This post authored by FMC communications intern Olivia Brown
Metadata. Sounds like a android with irony issues. But it’s actually important to musicians and composers.
So what is it? Metadata is information that lives with every file on your computer. Through a mix of words and numbers, metadata describes files so that they can be managed by both the user and the system. In the case of a music file, metadata refers to the tags associated with a particular piece of music — such as the artist, album name, year of release, etc. These tags are definitely useful for the listener in keeping track of a digital collection. For artists, it’s about tracking for downloads and plays, which can ensure timely and accurate compensation.
Unfortunately, not all systems to organize metadata are created equal. Non-rock artists, especially jazz and classical musicians, have borne the brunt of some of the most poorly organized metadata out there. This is largely because the new business models are often developed with only popular music in mind.
If you use Spotify or other streaming services that are reliant on label or aggregator-provided metadata, chances are you’ve come across categorization mistakes or music that is hard to find due to missing information. Whether it’s a case of two artists having the same name, listing karaoke tracks under the original artists’ albums, or omitting certain crucial data altogether, the body of metadata on which these services rely can be a bit of a mess.

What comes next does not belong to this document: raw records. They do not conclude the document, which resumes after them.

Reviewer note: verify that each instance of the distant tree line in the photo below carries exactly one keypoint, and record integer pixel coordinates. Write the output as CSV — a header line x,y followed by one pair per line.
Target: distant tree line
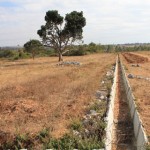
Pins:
x,y
37,50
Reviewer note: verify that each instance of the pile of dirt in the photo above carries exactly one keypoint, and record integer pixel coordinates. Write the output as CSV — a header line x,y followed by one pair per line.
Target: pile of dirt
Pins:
x,y
133,58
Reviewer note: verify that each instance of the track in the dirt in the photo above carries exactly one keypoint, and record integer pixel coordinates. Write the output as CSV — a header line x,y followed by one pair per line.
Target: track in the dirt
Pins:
x,y
133,58
123,129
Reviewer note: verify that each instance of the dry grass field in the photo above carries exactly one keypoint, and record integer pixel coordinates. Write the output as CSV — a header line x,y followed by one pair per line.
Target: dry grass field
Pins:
x,y
141,87
38,93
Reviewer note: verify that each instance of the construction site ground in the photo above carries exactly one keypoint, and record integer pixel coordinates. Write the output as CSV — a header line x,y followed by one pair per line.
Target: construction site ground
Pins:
x,y
140,86
35,94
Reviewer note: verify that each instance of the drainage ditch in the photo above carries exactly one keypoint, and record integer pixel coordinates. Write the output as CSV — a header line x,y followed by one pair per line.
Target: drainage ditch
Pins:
x,y
123,135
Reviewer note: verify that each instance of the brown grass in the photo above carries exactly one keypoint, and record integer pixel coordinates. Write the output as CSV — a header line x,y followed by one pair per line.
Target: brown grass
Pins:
x,y
134,58
141,90
37,94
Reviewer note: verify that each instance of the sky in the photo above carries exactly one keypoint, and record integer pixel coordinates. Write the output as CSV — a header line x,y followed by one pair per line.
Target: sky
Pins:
x,y
107,21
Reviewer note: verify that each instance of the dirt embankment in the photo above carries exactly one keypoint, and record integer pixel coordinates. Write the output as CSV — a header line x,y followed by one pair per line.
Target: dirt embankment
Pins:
x,y
133,58
52,98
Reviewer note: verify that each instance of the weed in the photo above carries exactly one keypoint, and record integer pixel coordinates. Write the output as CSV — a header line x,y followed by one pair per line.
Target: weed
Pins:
x,y
76,125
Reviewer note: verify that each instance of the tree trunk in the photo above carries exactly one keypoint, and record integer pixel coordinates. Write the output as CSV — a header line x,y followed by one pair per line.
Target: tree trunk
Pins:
x,y
60,56
33,55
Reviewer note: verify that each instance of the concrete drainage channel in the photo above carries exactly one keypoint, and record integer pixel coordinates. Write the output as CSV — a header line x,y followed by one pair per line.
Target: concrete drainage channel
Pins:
x,y
124,129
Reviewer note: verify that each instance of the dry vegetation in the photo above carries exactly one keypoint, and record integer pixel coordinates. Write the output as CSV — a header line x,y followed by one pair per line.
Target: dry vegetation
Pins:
x,y
141,88
37,94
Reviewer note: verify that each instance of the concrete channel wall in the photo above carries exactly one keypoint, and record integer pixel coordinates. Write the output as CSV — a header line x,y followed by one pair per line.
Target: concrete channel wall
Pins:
x,y
139,132
110,112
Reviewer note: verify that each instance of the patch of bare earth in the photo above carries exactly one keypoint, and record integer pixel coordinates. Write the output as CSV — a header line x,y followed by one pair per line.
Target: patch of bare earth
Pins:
x,y
42,94
141,90
134,58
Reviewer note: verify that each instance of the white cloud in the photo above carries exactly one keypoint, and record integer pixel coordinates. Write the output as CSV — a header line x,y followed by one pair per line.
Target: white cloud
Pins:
x,y
108,21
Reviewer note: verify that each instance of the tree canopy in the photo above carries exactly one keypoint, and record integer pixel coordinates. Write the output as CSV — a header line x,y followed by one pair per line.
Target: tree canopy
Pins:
x,y
59,32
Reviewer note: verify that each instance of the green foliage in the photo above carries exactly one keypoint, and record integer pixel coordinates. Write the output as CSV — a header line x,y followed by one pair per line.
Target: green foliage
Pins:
x,y
59,37
70,142
21,141
76,125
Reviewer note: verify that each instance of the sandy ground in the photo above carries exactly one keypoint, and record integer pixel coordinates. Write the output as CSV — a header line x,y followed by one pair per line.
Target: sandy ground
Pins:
x,y
141,88
37,94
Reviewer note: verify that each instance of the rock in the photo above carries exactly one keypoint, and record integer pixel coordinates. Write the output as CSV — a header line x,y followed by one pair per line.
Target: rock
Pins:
x,y
101,94
131,76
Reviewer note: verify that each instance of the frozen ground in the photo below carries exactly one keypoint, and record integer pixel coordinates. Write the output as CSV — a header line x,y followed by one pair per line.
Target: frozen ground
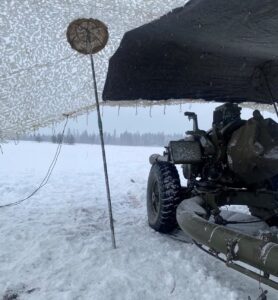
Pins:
x,y
57,245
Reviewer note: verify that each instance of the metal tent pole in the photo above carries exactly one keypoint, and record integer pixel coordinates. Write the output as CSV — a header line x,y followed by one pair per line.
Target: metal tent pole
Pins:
x,y
103,155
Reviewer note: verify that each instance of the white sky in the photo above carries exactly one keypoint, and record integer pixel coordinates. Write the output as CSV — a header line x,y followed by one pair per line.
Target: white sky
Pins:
x,y
149,119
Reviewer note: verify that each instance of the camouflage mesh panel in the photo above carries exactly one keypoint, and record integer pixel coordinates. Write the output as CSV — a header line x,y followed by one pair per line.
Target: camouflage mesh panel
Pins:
x,y
41,77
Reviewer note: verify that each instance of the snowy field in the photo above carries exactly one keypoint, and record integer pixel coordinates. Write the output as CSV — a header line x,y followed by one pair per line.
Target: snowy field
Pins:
x,y
57,245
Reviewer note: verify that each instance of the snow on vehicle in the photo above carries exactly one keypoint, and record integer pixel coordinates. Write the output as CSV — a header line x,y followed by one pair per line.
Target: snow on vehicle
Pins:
x,y
223,51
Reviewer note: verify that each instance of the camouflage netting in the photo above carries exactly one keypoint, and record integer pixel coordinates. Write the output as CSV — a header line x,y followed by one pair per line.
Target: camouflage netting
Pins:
x,y
41,77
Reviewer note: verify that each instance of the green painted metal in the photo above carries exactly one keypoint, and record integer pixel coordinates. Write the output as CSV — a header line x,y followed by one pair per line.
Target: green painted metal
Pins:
x,y
256,252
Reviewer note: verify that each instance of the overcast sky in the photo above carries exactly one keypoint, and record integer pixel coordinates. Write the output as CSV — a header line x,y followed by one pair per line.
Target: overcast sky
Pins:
x,y
169,119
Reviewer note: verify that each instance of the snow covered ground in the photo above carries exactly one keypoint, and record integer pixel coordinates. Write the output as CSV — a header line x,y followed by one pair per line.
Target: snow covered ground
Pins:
x,y
57,245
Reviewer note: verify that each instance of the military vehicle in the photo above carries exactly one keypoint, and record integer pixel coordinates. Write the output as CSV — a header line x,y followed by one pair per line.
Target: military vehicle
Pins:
x,y
234,163
221,51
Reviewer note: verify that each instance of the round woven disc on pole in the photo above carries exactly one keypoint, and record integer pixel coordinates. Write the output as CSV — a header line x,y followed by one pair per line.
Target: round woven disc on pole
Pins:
x,y
87,36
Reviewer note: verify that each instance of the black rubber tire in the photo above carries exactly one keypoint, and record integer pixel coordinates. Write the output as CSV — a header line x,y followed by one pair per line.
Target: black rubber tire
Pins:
x,y
163,196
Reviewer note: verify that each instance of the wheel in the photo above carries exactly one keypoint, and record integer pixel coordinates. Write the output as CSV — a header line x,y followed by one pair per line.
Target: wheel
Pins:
x,y
163,196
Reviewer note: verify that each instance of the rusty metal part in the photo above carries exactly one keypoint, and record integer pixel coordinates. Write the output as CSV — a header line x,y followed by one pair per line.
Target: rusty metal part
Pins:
x,y
87,36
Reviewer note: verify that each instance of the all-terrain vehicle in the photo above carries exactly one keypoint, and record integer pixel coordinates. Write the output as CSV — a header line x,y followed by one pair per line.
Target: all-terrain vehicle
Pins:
x,y
234,163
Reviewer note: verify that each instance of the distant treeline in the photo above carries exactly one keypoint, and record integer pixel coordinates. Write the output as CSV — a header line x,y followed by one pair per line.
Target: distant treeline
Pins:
x,y
125,138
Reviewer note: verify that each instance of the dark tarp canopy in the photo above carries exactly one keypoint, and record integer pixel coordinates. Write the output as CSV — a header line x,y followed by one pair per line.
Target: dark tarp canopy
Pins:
x,y
209,49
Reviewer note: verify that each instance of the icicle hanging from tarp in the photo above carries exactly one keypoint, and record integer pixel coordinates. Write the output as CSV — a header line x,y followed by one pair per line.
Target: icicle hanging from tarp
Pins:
x,y
41,79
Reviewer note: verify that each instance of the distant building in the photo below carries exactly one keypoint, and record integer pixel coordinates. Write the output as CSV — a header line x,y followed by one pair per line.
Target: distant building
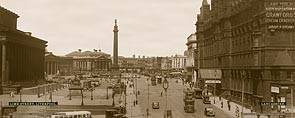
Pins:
x,y
166,63
58,65
51,64
252,43
22,55
90,61
191,54
178,62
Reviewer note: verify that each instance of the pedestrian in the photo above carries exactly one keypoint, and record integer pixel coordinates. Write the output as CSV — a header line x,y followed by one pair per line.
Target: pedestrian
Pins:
x,y
228,105
12,94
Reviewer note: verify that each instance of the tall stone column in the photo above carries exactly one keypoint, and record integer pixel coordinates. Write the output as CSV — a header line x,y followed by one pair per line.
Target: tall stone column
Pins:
x,y
3,77
115,48
47,68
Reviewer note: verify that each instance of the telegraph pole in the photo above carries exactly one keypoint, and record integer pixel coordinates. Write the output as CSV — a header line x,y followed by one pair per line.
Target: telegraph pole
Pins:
x,y
244,76
292,103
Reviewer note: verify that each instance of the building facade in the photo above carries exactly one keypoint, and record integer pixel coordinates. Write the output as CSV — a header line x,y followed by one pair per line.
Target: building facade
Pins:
x,y
58,65
22,55
166,63
178,62
191,54
90,61
252,43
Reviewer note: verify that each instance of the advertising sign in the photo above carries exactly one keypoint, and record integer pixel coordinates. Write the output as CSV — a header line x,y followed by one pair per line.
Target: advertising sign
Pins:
x,y
275,89
280,14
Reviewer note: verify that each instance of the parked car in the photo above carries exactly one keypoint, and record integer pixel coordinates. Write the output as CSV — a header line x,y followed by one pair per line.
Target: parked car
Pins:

As we mentioned, classical music is particularly affected. This is due to inconsistencies in distinguishing between composer, performing orchestra/ensemble, or conductor in the “artist” field. Specific recordings of classical compositions — both older works and contemporary pieces — can be difficult to locate in modern music services, and when you do find them, they often don’t have all of the information that would be relevant to classical music listeners. For instance, the data will include the conductor and the orchestra but not the composer, or the composer and not the orchestra, or any combination thereof… but rarely all three.
This presents a problem for listeners looking for specific classical recordings. The frustration is even more acute for classical composers, conductors and musicians themselves. Classical music is generally recognized by composer, whereas in most other genres, songs are typically identified by their performers. Ask your average top 40 radio listener for the name of the composer of the song they’re listening to, and they most likely won’t know. Or, they’ll assume — correctly or not — that it’s performer, even if the performer doesn’t write their own songs. So you can probably see why digital music services might not see classical music as a front-burner concern.
But it should be. The current situation seems to defeat the purpose of Spotify’s much-hyped discovery tools. If, while browsing Spotify’s library, you stumble across a classical piece you particularly enjoy, there’s no easy means to find more about the composer or other aspects of the work. This limits the promotional value, to say nothing of compensating the folks who need to be compensated.
Streaming services might counter that they rely on the metadata provided by the labels and aggregators that submit recordings. This is true, but they they could also encourage labels to provide more accurate information. A standardized system — with organized categories for the composer, performer, conductor, etc. — would obviously be a great outcome, though we recognize that such systems can be tricky to implement with data coming in from various sources.
We’d also love to see songwriter information as a searchable criterion within streaming services and online music stores. Currently, when you type the name of a songwriter into iTunes, you only get results for their self-recorded work, if it exists. The same goes for Spotify. What if you’re a fan of Jimmy Webb and want to easily find, stream, or purchase songs that Webb has written for other artists? Adding this one extra bit of information to the metadata sources would help fans as well as the writers themselves. The added exposure and name recognition for what is too often an invisible role, wouldn’t be a bad thing.
Like other large collections of music-related data (global rights databases, for another example), metadata is going to be a crucial issue moving forward. It’s no small task to intake large amounts of data from an endless list of record labels, aggregators and artists, both foreign and domestic. But accurate information will be helpful for everyone in both the short and the long run. The question is, is anyone — labels and distributors, retailers, streaming services — willing to put in the effort?
The answer may hinge on whether fans and composers step up and demand the necessary changes. Classical listeners might be a niche, but they’re an extraordinarily dedicated one. And some enterprising composers are mounting a valiant effort to gain Spotify’s attention to the issue. Let’s hope this movement builds to a crescendo.